SINGTEL will allocate $2 billion over the next three years to expand its digital life business, it announced yesterday.
One of its plans is to bring its mio TV business into regional markets through associates such as Thailand's AIS, Globe Telecom in the Philippines and the Indonesian telco Telkomsel.
SingTel chief executive Chua Sock Koong told The Straits Times yesterday: "We're looking at a regional video strategy; how a video product would help to strengthen the core business.
"Our associates would have the appropriate (pay-TV) licences and, if necessary, they would go and get the licences."
SingTel hopes to ride on the opportunities that may arise from premium pay-TV services switching from analogue to digital transmission platforms across the region.
The three-year investment plan will also centre on acquisitions, particularly start-ups in the digital advertising, e-commerce, social interaction, lifestyle and pay-TV sectors.
The move is in line with SingTel's long-term goal to transform itself into an Internet services provider like Google.
"Time to market is critical so buying a company always gives you the time advantage," said Ms Chua. Last year, SingTel spent US$400 million (S$496 million) investing in start-ups, including American-based advertising firm Amobee, American photo app firm Pixable and Singapore food website HungryGoWhere.
The investment strategy was announced at SingTel's financial results briefing yesterday.
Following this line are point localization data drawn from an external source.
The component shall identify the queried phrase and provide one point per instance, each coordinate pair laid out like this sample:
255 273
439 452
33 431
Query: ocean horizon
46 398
Fourth-quarter net profit tumbled 33 per cent to $868 million in the three months to March 31, from $1.29 billion a year ago, due to a one-off loss from the sale of its stake in telco Warid in Pakistan.The $225 million divestment loss from Warid was partly offset by $149 million of net dividend income from its Australian joint venture Southern Cross, which builds undersea telecommunications infrastructure.
Revenue was down 6.3 per cent at $4.48 billion for the quarter due to lower revenues in Australia because of mandatory mobile termination rate cuts and a restructuring exercise at its Optus unit.
SingTel gained 51,000 mobile customers in Singapore during the quarter, bringing its total base to 3.81 million.
It also added 6,000 mio TV customers, largely contributed by bundling pay-TV with mobile and broadband access services. Its total mio TV subscriber base was 404,000 as of March 31.
Net profit for the full year was down 12 per cent at $3.51 billion while revenue slid 3.4 per cent to $18.18 billion.
Despite the weaker results, SingTel will pay a final dividend of 10 cents a share, up from nine cents the year before.
The telco said it expects consolidated revenue to be stable this financial year.
Earnings per share for the fourth quarter fell to 5.45 cents from 8.09 cents a year earlier while net asset value per share was 150.42 cents as of March 31, compared with 147.08 cents last year. SingTel shares closed unchanged at $3.99 yesterday.